Dopo l’incursione di Valerio Staffelli per la consegna del Tapiro d’Oro al ministro dell’Istruzione Stefania Giannini, il popolare programma tv di Canale 5 torna a Ferrara e, ancora una volta, torna ad occuparsi dell’ospedale di Cona. Dopo il Gabibbo ora tocca (di nuovo) al mago Antonio Casanova occuparsi della struttura e, questa volta, l’ironia non è poca: servirebbe un mago, forse, per riuscire ad orientarsi tra i vari reparti.

“Le persone si perdono a causa della segnaletica astrusa”, dice la voce fuori campo di Michelle Hunziker e, aggiunge Casanova, “effettivamente l’ospedale sembra un vero e proprio labirinto”, con le indicazioni che “sembrano piuttosto complicate: sembrano infatti una partita di battaglia navale, è davvero difficile capirci qualcosa”.

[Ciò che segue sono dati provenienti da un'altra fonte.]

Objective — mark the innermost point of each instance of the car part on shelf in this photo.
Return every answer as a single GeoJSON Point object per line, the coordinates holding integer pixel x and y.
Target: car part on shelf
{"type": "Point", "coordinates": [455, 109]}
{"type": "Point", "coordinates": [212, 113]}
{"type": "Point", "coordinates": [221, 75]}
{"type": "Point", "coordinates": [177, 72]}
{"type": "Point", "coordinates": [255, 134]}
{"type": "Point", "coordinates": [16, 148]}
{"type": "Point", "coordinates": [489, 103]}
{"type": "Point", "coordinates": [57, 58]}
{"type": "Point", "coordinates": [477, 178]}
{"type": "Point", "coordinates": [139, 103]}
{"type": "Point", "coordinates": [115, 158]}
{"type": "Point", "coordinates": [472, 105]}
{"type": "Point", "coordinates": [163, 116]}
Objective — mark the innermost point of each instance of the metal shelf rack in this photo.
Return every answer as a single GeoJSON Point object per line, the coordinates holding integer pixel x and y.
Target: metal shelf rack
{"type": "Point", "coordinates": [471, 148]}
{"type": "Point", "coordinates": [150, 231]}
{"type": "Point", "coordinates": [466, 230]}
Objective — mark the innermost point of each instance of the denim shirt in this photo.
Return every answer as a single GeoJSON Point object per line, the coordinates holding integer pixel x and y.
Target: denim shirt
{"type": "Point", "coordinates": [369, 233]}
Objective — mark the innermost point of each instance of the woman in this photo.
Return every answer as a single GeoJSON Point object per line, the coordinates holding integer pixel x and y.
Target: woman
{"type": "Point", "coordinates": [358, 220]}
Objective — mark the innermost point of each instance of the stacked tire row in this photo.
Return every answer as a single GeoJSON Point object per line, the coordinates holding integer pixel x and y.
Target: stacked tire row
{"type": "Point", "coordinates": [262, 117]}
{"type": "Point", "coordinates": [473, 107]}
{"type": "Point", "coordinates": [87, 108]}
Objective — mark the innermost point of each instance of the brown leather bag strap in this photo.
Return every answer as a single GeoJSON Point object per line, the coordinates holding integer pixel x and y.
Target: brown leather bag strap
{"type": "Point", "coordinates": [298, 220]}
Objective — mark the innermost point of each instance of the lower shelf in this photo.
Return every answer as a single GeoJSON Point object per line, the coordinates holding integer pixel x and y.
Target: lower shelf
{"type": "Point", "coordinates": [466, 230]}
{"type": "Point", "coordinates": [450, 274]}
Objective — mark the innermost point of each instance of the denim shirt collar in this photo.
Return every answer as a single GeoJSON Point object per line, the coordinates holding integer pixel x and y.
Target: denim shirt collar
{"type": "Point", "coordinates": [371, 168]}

Durante il servizio si sente anche un’operatore dell’ospedale dare indicazioni non proprio chiarissime a un paziente “smarrito” e, altri due impiegati sembrano avere gli stessi problemi del paziente, “qua è normale”, dicono.

Anche uscire pare essere un’impresa: “Le indicazioni dicono che bisogna sempre portarsi al primo piano, ma le difficoltà sono dietro l’angolo – dice Casanova -: l’ascensore non funziona”. Dopo aver trovato un elevatore funzionante, al primo piano ecco l’ennesima grana: “Siamo in un vicolo cieco, e c’è un altro ascensore rotto. Incredibile, siamo bloccati. Per nostra fortuna – prosegue il mago – incontriamo qualcuno… ma è qualcuno che si è perso”.

Casanova riesce poi a incontrare il direttore sanitario Eugenio Di Ruscio che conferma: “Abbiamo delle difficoltà da un po’ di tempo”. Ma il tutto, stando al dirigente dovrebbe trovare una soluzione entro l’estate del 2016. Per questo Casanova gli ha consegnato la “bacchetta magica annodata” che “si snoda solo nel momento in cui la magia avviene e la magia è rendere fruibile, finalmente, l’ospedale di Cona”.